St. Croix County residents are urged to take precautions against rabies exposure from wild animals such as bats, raccoons, skunks and foxes.
Wild animals are more likely than domestic animals to be infected with rabies due to widespread vaccination of domestic animals.
This reminder is in light of a recent incident in Madison where a live bat, unable to fly and not a zoo animal, was found at the Children’s Zoo adventure play area (Big Tree) at the Vilas Zoo. The bat was tested and found to be positive for the rabies virus.
If you were at the playground on Tuesday, May 31, and if your child picked up, touched or handled the bat in any way you need to consult your family doctor ASAP about post exposure rabies shots. Merely being in that area during that timeframe does not present a rabies risk. Since rabies is spread by a bite or scratch, only people who handled the bat should be concerned.
As communities grow and land is developed, the possibility of wild animals and human contact increases.
“Although our natural instinct is to befriend an animal, contact with stray and wild animals should be avoided.” said Ed Thurman, environmental health specialist for St. Croix County DHHS-Public Health.
Pets and livestock can also become infected by rabid wildlife. Thurman advised, “It is important to vaccinate domestic animals against rabies.”
Wisconsin averages 25 positive rabies tests per year, mostly from bats, and about 4 percent of the bats tested in Wisconsin have the rabies virus. In 2007 two dogs tested positive for the rabies virus in St. Croix County.

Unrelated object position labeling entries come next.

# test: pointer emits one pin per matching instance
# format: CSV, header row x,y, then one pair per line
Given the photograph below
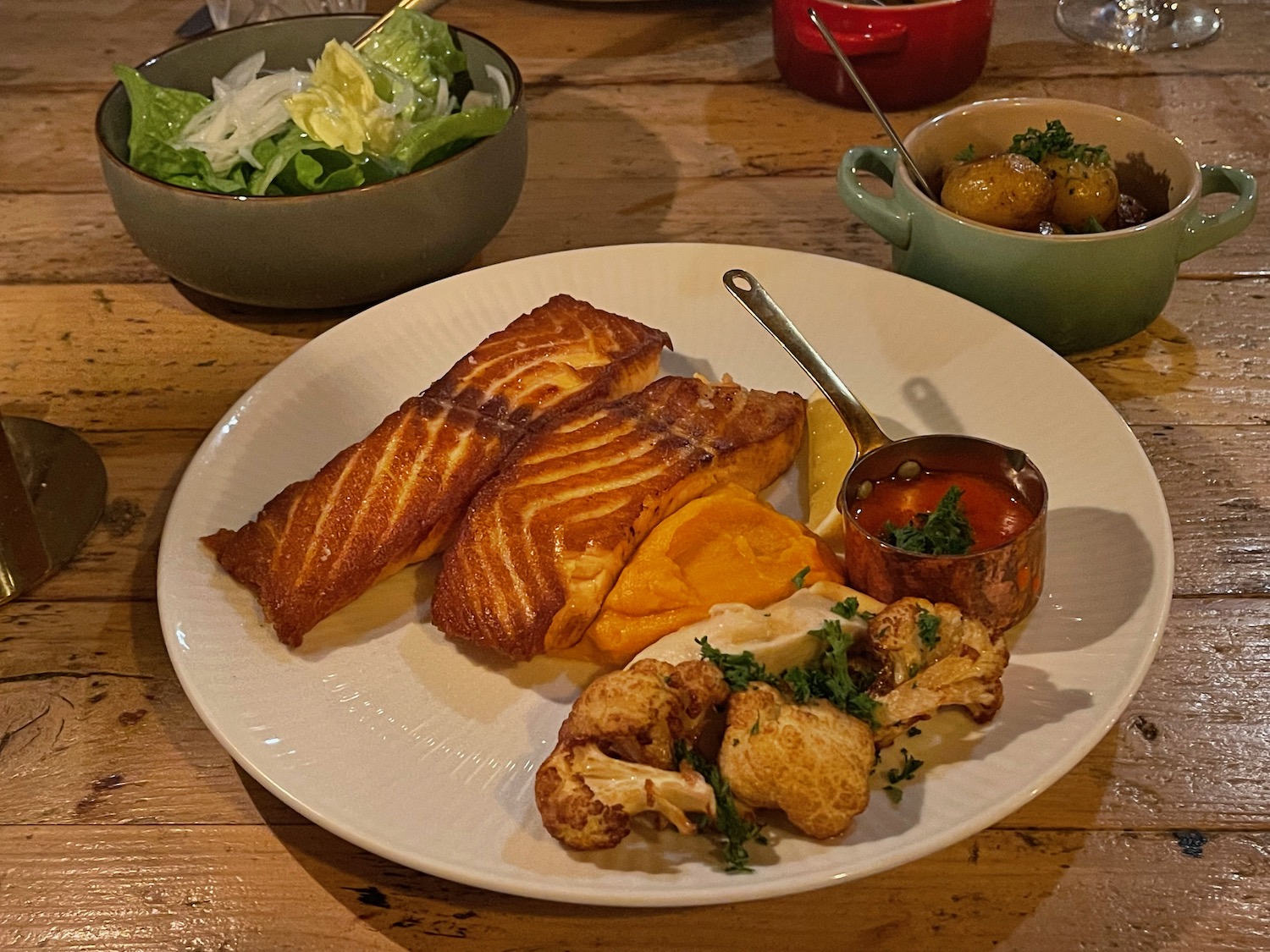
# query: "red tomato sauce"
x,y
995,509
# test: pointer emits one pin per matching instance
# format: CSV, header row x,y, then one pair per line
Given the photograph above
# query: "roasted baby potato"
x,y
1008,190
1081,192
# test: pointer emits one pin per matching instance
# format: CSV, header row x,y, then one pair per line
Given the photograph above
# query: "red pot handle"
x,y
886,38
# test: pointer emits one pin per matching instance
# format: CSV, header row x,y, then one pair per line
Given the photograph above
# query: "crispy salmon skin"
x,y
395,497
544,541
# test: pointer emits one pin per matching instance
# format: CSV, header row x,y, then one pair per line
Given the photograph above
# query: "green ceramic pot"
x,y
325,250
1074,292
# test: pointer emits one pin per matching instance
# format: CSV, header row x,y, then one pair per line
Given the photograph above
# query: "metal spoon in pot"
x,y
869,101
998,584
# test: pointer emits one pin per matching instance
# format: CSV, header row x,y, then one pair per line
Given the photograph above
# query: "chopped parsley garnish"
x,y
898,774
947,531
830,677
929,629
850,608
738,670
1056,140
728,820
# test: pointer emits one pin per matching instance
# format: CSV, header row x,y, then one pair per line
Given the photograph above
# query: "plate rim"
x,y
586,893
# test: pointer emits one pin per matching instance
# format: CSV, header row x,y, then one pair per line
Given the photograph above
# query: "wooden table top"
x,y
124,825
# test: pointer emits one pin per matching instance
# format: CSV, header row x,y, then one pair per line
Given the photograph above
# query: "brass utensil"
x,y
998,586
52,492
869,101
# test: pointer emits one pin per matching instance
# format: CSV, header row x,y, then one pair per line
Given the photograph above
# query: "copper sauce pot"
x,y
997,586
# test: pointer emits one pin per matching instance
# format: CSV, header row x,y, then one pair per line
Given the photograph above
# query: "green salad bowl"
x,y
320,250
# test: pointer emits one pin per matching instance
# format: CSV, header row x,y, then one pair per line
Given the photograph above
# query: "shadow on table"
x,y
954,899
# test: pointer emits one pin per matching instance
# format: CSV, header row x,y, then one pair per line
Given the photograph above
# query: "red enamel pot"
x,y
907,55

Rabies is an infectious disease that affects the nervous system of humans and other mammals. People and animals can get rabies from the bite of an infected animal or from saliva of an infected animal if it gets directly into a person’s eyes, nose, mouth or any break in the skin. If bitten by any animal, wash the affected area thoroughly with soap and water and seek medical attention immediately.
Persons who may have been exposed to rabies can receive a series of injections to prevent the development of the disease. Rabies is virtually always fatal once symptoms develop.
Follow these tips to prevent rabies:
• Teach children never to approach unfamiliar animals, wild or domestic, even if they appear friendly.
• Prevent bats from entering homes or spaces where people and pets may be present. Keep screens in good repair and seal small openings.
• If you wake up in a room with a bat present, regardless if there is evidence of a bite or scratch, seek medical advice.
• Wash animal bites thoroughly with soap and water and seek medical attention immediately.
• If bitten by a wild/stray animal, capture or confine the animal if it is possible to do so without incurring further injury. Call the local animal control agency to assist with trapping and testing the animal and also contact local law enforcement.
• Avoid leaving pet food or food scraps outside or on your porch. Doing so will attract potential rabies carriers such as skunks and raccoons.
• Keep vaccinations current for dogs, cats and ferrets.